Proposed regulatory changes affecting the trust landscape and suggestions that these entities could face much closer scrutiny will likely see a significant reduction in trust numbers.
Hugo van Zyl, chartered accountant and master tax practitioner at Breytenbachs Cross Border Advisory, says there is a real risk that the number of trusts will drop considerably. This is not only the case for so-called active trusts but also for smaller trusts holding a single (for family use only) property, which may be regarded as inactive.
While one tax commentator at the recent 2016 Tax Indaba, suggested that up to half of trusts might disappear as a result of clean-up efforts, Hanneke Farrand, director in ENSafrica’s tax department, says she does not necessarily agree with this view.
Farrand says regulatory changes will improve compliance and create an awareness to keep proper records and pay attention to trust administration.
Trusts with a real commercial purpose will remain intact, even if it comes at a higher tax cost, she says.

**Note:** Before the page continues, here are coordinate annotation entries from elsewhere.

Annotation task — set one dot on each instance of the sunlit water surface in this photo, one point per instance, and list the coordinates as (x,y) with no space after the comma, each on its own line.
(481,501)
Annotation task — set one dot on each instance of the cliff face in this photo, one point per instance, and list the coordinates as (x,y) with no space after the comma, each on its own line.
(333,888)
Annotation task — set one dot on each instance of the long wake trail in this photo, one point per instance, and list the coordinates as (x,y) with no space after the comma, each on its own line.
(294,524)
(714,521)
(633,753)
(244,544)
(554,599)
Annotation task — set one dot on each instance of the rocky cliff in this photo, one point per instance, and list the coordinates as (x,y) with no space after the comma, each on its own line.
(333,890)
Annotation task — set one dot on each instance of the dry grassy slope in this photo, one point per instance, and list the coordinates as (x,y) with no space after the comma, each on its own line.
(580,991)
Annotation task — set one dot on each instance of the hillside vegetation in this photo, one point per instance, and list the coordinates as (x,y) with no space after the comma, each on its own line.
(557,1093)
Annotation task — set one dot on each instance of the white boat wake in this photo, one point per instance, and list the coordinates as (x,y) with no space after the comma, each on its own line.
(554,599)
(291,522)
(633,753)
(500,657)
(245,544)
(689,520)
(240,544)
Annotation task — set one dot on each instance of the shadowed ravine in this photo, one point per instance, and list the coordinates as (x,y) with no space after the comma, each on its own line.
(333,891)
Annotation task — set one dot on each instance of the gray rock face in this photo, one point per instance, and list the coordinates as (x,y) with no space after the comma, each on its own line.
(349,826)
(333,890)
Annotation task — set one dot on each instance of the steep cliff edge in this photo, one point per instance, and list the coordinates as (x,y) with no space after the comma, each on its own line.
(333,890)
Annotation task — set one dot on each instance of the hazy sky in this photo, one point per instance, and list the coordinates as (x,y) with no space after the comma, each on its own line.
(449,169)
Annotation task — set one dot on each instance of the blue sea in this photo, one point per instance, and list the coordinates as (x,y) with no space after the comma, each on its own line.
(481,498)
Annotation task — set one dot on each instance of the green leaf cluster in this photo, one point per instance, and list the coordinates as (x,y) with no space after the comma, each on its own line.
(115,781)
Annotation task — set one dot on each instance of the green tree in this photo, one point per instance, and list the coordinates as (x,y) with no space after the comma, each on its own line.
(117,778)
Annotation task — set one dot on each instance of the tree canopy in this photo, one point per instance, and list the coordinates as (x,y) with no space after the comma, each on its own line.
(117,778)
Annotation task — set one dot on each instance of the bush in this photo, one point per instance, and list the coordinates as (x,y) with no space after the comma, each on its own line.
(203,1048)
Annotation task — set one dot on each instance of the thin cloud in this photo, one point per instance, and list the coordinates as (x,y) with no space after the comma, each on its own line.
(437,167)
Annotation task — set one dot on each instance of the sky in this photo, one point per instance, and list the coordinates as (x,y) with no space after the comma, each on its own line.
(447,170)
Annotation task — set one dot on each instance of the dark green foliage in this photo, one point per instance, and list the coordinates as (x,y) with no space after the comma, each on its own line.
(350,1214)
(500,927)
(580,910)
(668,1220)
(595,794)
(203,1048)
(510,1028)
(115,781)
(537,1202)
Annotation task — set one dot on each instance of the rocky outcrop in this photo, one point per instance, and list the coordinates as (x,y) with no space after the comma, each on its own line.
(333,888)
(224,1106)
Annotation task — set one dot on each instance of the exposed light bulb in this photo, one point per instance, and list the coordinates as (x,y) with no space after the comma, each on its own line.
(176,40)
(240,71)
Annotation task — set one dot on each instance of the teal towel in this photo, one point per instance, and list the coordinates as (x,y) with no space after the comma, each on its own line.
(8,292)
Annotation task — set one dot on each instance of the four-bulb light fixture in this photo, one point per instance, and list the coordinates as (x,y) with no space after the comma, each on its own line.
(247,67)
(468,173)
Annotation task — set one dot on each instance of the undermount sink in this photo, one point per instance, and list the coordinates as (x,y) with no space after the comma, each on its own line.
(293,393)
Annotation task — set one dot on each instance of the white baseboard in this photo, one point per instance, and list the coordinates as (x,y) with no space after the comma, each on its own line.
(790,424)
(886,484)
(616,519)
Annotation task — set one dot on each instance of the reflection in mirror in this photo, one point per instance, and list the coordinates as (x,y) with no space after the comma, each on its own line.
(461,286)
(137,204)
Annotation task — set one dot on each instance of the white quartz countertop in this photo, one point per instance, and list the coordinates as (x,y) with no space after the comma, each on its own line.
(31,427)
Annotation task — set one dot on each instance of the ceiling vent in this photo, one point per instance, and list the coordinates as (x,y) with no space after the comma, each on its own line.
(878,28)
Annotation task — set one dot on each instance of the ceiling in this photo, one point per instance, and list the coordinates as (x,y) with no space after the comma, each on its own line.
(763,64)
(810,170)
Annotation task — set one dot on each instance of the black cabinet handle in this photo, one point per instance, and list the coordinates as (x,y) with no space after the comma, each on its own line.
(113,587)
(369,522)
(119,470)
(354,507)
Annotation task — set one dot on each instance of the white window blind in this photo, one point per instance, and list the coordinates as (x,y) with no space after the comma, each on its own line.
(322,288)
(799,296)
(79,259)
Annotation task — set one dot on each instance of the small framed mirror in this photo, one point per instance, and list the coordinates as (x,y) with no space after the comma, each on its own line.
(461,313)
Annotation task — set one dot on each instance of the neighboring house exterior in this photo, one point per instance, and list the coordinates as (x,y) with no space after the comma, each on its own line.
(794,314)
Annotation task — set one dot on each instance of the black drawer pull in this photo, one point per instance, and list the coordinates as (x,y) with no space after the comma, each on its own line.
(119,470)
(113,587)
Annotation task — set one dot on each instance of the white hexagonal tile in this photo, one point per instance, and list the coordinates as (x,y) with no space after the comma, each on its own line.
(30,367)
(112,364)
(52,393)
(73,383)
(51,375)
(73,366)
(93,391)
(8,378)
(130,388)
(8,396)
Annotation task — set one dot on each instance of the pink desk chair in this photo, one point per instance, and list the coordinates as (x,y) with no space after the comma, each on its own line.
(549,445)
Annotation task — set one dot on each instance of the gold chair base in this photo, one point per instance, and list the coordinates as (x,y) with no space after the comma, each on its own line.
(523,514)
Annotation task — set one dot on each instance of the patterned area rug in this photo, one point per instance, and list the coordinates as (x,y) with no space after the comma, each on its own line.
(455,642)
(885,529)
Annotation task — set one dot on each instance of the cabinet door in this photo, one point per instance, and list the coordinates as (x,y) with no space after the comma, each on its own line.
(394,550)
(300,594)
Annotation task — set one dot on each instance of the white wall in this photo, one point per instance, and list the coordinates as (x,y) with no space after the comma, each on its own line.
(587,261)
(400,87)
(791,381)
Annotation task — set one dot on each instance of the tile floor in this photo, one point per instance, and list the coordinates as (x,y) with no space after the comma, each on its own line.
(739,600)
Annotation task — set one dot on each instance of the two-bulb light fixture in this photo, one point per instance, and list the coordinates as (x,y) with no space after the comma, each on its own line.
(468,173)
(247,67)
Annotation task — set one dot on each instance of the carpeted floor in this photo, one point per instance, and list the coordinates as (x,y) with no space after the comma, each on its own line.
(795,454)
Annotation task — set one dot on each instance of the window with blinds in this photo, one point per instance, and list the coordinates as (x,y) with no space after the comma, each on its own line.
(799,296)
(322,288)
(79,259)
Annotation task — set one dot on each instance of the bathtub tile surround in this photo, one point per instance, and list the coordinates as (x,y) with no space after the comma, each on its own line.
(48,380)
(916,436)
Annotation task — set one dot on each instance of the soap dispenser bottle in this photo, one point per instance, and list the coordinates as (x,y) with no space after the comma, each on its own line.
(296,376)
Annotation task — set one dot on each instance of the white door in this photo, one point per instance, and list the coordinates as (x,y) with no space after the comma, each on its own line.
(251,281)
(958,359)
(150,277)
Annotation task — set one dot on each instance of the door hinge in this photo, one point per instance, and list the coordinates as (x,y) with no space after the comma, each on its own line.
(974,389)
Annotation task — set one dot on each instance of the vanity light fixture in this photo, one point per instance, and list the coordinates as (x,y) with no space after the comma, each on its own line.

However, taxpayers with low value trusts that serve no real commercial purpose “should probably get rid of it”.
Of particular interest, is a Section 7C proposal that aims to curb the avoidance of estate duty and donations tax when someone sells assets to a trust and finances the sale through an interest-free or low-interest loan.
The Davis Tax Committee’s Second Interim Report on Estate Duty also suggests that trusts will likely face meaningful scrutiny going forward. Only 33% of the 333 465 actively registered trusts appear to be tax compliant.
Van Zyl says the majority of his clients typically only hold a second property or holiday home in a trust, particularly where the trust asset is used by siblings or a group of related people and funded through loan accounts. In this case the trust was not created to avoid estate duty, it is merely the most suitable legal entity for the property users. Using a company may have forced a share block company register onto the family or closely related group of people.
For some clients, the best way to deal with the proposal will be to sell the property as the trust has no physical cash to repay the loan. After the sale of the property, the trust will dissolve.
In some instances it may be more advantageous to move the property and the linked mortgage or loan to a company 100%-owned by the trust, he says.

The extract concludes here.